Tennessee residents may be happy or frustrated to know that self-driving cars have a while to go before they can be safely integrated. This is the conclusion of a report from the Rand Corporation. Researchers say that self-driving cars may need to be test driven for millions or billions of miles before they can prove themselves reliable in preventing crashes.

Waymo has put in approximately 10 million miles of test driving in the real world and 7 billion miles on virtual roads using simulation technology, yet Rand suggests that even this amount is insufficient. It may take decades or even centuries for companies to complete a sufficient amount of testing.

In addition, the report calls for automakers to consider all the variables when testing self-driving cars. One company, Nvidia, has announced a simulation platform called Drive Constellation that may meet Rand’s expectations in this regard. With the platform, developers can test thousands of scenarios in virtual reality and note the effect of things like weather, the angle of the sun, road conditions, traffic flow and pedestrian behaviors.

That self-driving cars are not entirely safe is already well-known. In May 2016, a man was killed when his Tesla Model S, which was set to Autopilot, crashed into a truck. The first pedestrian fatality involving a self-driving car took place in March 2018 in Arizona.

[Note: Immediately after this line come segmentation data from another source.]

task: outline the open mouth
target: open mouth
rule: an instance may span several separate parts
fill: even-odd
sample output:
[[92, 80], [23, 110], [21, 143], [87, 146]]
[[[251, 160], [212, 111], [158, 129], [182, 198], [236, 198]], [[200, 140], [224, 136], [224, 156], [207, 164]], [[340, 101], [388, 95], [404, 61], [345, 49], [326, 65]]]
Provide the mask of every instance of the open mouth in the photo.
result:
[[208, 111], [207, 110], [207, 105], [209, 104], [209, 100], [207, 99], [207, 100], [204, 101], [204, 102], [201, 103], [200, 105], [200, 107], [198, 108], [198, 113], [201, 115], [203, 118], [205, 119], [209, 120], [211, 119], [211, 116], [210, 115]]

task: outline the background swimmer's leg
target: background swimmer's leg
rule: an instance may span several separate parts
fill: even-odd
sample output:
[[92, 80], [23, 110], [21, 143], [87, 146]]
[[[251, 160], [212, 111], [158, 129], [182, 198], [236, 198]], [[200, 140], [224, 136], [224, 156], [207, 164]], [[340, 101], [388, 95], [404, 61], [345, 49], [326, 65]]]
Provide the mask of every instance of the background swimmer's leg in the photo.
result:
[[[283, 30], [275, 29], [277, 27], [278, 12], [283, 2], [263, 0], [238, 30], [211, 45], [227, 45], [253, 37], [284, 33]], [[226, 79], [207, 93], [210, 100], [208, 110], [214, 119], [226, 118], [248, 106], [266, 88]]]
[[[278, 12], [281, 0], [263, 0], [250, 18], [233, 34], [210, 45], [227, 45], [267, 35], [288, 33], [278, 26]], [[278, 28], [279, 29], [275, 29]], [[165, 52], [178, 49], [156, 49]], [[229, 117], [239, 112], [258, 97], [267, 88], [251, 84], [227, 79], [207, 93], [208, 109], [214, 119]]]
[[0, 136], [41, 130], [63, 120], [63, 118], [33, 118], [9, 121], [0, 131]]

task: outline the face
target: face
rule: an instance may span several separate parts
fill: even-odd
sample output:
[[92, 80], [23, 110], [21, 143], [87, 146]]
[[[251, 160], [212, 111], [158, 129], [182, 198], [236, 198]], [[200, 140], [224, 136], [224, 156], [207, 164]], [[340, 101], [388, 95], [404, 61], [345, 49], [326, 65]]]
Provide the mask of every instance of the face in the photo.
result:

Those who are injured in a motor vehicle accident may find out that the other vehicle was a self-driving one. This will likely complicate the matter of liability and the chances of being able to file a personal injury claim, so victims may want to discuss the situation with a lawyer. With legal representation, they may file a claim against the automaker or against the driver’s auto insurance company. The lawyer may be able to negotiate a settlement.